La semana pasada dejé de ser inmortal. Podría llamar la atención que siguiera sintiéndome así, entrada la segunda mitad de la vida, con una buena pila de arena en la parte de abajo del reloj. Sin embargo, un fulgor adolescente me acompañaba a todos lados, como si una parte mía siguiera teniendo quince años. Hasta la semana pasada, que giré brusco la cabeza y me dio vértigo. Me paré y me mareé fuerte, me santé y fue peor. Se me movía el piso como si estuviera en un barco surfeando una ola gigante.
Corrí a una guardia y, mientras esperaba que me atendieran, hice lo que todos sabemos que no hay que hacer: googlear. La cantidad de enfermedades mortales que nos ofrece Internet para cada síntoma es una invitación descarada a la hipocondría y el pánico. No entiendo cómo los médicos estudiaron todo eso y andan tan tranquilos por la vida con sus batas blancas recetando aspirinas a la gente; pero a mí, de pronto, me cayeron todas las fichas juntas de la fragilidad del cuerpo humano y la posibilidad de un resquebrajamiento generalizado.
Voy a hacer el cuento corto porque esto no es una historia clínica. Resulta que se me habían desacomodado los otolitos.
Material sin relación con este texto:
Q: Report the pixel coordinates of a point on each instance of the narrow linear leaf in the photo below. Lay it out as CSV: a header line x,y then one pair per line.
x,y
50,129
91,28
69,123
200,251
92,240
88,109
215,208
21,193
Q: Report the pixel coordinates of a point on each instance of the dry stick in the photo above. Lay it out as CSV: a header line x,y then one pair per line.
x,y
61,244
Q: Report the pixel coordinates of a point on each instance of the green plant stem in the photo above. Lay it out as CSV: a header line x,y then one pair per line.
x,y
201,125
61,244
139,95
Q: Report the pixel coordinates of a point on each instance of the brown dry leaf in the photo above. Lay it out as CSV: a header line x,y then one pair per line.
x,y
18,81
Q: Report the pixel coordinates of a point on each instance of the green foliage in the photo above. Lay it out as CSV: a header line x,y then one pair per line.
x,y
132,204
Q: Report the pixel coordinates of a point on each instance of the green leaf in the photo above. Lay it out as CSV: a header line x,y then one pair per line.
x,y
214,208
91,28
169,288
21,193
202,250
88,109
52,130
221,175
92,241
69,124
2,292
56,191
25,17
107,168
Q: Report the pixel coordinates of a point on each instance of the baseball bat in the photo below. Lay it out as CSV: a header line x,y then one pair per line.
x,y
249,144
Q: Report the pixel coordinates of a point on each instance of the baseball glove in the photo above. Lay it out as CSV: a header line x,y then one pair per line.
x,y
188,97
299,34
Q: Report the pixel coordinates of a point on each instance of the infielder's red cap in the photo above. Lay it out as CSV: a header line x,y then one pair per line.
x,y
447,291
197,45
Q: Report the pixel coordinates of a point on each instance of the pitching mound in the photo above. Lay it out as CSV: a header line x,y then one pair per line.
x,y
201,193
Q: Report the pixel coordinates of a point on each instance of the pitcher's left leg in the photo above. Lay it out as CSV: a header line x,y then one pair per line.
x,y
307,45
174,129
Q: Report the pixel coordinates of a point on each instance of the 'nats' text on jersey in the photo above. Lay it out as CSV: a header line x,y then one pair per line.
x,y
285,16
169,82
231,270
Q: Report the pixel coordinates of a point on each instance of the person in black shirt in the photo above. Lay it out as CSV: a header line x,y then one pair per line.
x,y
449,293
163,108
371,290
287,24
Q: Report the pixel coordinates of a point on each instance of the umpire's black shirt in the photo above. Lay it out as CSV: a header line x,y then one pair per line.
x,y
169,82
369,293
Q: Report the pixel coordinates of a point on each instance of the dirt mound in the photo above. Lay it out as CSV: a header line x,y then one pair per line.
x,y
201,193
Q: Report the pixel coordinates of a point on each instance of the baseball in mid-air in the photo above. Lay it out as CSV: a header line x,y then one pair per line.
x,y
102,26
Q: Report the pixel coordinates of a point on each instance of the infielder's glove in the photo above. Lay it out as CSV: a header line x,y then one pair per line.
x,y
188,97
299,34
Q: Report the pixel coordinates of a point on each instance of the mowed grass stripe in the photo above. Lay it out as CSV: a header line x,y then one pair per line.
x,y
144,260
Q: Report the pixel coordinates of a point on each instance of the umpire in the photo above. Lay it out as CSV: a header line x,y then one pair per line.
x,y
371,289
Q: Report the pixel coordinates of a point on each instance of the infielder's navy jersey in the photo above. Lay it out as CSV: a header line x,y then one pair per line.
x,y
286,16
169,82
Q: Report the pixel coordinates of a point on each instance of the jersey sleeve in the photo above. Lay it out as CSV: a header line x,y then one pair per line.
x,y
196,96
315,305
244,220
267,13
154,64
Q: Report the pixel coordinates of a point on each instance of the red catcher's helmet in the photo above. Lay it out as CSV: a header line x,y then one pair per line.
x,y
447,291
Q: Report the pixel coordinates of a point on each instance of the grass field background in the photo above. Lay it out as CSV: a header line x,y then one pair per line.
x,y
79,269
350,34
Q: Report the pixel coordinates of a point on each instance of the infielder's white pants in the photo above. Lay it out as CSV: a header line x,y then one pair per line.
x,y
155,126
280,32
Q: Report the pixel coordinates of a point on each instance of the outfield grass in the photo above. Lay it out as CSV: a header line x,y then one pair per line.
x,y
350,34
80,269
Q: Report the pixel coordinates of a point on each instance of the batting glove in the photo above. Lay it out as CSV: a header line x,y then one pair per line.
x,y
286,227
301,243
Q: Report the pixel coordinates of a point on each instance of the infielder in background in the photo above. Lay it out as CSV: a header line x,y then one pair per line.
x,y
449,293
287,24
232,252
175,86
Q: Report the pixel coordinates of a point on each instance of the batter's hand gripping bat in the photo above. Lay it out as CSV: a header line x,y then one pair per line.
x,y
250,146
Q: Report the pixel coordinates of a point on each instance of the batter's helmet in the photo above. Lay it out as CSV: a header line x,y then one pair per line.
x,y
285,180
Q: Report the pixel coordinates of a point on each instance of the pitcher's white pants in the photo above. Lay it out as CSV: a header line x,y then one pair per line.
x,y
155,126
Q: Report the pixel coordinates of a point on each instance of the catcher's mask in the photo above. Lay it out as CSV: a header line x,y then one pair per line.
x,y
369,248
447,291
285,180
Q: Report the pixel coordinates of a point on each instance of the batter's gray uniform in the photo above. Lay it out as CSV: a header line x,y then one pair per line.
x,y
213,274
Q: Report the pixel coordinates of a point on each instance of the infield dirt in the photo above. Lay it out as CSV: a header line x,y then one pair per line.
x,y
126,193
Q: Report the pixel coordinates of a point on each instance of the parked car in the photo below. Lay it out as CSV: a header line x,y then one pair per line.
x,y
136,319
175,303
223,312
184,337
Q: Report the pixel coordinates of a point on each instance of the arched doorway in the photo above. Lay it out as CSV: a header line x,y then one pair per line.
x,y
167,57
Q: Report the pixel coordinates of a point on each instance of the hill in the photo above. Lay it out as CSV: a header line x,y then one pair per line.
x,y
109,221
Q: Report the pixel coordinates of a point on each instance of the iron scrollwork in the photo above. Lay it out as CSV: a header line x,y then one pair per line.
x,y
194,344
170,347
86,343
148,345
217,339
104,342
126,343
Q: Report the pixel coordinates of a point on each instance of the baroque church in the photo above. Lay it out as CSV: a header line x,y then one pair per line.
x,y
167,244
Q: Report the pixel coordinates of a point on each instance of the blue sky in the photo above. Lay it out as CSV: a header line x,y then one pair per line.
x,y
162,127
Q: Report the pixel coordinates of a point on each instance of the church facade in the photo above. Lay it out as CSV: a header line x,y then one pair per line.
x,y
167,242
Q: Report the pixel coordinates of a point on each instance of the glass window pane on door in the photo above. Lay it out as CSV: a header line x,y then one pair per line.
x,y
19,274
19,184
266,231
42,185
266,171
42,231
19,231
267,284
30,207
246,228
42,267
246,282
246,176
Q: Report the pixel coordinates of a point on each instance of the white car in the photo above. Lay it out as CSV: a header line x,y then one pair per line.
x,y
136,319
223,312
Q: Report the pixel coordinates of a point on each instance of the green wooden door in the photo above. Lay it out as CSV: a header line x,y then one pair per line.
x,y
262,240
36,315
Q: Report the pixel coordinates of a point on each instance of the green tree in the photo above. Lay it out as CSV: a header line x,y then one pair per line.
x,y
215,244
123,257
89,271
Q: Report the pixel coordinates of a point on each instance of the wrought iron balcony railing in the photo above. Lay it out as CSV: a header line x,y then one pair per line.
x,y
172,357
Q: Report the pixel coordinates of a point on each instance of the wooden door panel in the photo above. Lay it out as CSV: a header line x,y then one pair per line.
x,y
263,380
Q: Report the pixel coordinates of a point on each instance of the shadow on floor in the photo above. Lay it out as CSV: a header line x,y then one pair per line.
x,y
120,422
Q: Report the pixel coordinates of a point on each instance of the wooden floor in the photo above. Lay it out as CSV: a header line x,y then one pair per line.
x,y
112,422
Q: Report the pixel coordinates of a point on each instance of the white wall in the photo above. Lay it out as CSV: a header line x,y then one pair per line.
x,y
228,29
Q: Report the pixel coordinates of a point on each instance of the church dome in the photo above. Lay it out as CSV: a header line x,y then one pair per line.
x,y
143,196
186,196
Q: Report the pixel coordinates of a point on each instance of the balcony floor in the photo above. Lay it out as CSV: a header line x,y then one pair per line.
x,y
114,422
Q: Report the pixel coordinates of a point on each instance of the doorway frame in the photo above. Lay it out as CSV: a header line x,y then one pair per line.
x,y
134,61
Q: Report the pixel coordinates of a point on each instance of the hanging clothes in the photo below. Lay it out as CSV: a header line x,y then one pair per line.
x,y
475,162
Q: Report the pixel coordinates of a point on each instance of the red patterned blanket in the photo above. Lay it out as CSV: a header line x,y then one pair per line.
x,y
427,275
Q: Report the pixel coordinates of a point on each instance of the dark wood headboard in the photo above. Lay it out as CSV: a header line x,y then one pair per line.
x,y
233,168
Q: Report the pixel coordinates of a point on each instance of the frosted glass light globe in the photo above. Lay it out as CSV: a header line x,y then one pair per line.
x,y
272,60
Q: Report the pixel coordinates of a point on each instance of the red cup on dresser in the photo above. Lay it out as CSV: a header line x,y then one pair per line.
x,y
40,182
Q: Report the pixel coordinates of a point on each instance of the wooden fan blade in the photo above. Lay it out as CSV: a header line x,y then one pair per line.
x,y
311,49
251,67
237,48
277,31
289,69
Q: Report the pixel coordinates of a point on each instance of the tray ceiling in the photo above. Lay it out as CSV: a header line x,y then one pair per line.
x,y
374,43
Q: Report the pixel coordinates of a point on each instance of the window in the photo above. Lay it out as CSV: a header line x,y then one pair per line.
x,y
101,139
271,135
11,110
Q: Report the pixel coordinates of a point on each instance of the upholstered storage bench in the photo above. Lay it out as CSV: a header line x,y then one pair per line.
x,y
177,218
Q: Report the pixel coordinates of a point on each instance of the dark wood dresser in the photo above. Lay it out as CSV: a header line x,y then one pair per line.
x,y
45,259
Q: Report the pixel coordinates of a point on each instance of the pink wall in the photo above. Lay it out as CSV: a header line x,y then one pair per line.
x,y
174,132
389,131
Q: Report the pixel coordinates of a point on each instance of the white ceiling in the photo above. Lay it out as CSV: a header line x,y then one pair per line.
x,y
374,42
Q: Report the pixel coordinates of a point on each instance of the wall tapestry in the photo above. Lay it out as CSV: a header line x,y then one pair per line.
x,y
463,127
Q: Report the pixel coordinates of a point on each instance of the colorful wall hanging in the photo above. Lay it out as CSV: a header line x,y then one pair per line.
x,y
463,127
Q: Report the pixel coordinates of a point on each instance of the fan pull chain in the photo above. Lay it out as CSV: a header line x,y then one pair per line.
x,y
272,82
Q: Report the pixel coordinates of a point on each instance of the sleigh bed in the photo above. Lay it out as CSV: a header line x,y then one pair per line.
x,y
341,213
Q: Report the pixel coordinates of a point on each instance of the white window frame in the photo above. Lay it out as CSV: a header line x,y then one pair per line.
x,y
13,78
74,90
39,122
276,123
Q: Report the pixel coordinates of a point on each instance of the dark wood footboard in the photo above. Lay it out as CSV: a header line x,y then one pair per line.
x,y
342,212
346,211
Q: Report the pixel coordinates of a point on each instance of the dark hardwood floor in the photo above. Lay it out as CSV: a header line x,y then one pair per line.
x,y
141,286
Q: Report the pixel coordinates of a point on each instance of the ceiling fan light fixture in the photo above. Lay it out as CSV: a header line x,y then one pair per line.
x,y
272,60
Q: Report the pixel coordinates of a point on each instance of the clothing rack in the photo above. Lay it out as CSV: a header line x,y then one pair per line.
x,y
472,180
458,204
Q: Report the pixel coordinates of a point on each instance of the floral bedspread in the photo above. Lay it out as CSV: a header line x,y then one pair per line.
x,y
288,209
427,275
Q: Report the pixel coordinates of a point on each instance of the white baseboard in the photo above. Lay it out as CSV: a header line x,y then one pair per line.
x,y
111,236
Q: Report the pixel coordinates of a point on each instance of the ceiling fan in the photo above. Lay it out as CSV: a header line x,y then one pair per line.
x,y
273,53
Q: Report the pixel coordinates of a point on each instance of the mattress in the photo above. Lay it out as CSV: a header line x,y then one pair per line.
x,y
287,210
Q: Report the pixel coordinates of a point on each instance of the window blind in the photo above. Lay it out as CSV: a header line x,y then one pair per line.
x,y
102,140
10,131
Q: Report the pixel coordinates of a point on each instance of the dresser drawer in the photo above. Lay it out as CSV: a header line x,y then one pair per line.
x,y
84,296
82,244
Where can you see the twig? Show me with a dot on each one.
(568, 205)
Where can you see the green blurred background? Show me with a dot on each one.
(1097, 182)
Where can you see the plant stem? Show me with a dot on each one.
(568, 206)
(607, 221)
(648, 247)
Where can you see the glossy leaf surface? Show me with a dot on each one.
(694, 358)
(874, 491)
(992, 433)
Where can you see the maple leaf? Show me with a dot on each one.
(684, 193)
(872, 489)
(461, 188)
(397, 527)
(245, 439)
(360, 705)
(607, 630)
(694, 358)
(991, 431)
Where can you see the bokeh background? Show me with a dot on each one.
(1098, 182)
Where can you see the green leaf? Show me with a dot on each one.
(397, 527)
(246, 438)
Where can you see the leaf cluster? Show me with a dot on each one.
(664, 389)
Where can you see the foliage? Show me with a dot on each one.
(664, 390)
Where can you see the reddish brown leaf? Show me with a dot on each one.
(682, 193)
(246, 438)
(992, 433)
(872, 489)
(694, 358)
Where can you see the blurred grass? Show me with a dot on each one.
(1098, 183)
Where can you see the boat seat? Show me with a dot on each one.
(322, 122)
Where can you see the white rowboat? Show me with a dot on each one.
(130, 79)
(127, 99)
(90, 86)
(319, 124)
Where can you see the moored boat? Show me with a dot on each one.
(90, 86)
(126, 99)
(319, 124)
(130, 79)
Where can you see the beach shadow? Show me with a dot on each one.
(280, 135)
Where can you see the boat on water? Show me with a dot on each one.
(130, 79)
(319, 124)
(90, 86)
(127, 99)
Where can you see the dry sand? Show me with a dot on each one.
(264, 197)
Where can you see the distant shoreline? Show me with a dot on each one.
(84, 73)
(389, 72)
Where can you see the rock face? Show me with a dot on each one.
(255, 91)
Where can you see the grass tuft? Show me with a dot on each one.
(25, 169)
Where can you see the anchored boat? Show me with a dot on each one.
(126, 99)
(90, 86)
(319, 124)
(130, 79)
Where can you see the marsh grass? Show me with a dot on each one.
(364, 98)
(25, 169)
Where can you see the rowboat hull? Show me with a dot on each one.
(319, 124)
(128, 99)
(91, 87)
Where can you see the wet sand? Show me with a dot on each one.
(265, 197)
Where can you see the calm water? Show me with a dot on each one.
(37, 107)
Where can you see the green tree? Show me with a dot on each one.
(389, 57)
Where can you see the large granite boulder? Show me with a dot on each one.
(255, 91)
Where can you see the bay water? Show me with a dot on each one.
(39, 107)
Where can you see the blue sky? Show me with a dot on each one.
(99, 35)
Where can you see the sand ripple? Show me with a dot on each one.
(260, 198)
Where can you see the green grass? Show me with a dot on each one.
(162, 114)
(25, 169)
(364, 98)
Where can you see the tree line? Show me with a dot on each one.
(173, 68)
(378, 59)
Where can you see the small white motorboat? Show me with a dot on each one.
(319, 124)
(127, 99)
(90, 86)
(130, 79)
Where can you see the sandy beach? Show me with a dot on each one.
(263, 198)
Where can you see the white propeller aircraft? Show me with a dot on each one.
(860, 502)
Son unos cristales que se ubican dentro del oído interno y mandan señales al cerebro para mantener el equilibrio. Cuando estos cristales se salen del vestíbulo donde tienen que estar y migran a otro, te sentís como si te hubieras tomado seis tequilas al hilo. Por suerte, me atendió un neuro otorrino milagroso que me arregló con un par de maniobras, pero me quedó una sensación residual, un bruto julepe. Si de un día para otro una parte tan chiquita de mi cuerpo puede fallar y dejarme tan inútil, ¿cómo es posible que todo lo demás ande todo el tiempo? ¿Cómo es que voy a trabajar, hago deporte, salgo con amigos y siempre todo se acomoda perfecto? ¿Y cuánto va a durar esta magia?
Para colmo de males, a mí siempre me gustó la aventura. Hice deportes extremos, periodismo en zonas hostiles, bungee jumping, buceo y todos esos coqueteos con el peligro sólo aumentaban mi sensación de invulnerabilidad. Hasta que un día giré mal la cabeza y se me dio vuelta el mundo. Y ahora ¿cómo sigo? ¿Aumento la frecuencia de mis chequeos médicos? ¿Aprovecho el susto para tomar conciencia de que debo cuidarme más, que corresponde poner la salud y la seguridad por delante de la diversión y el riesgo? ¿Me encierro en mi casa, no viajo, no hago deporte y, sobre todo, no sacudo la cabeza nunca más? ¿O todo lo contrario? ¿Tomo conciencia de que la vida es corta, la joda se puede acabar en cualquier momento, es tiempo de animarme al salto en paracaídas, el safari por Africa, nadar con tiburones, manejar un fórmula uno y agarrar una correponsalía en Marte? Supongo que es cuestión de encontrar un equilibrio, tratar de vivir el presente sin jugarme el futuro y cruzar los dedos para que la semana que viene a más tardar ya vuelva a sentirme inmortal.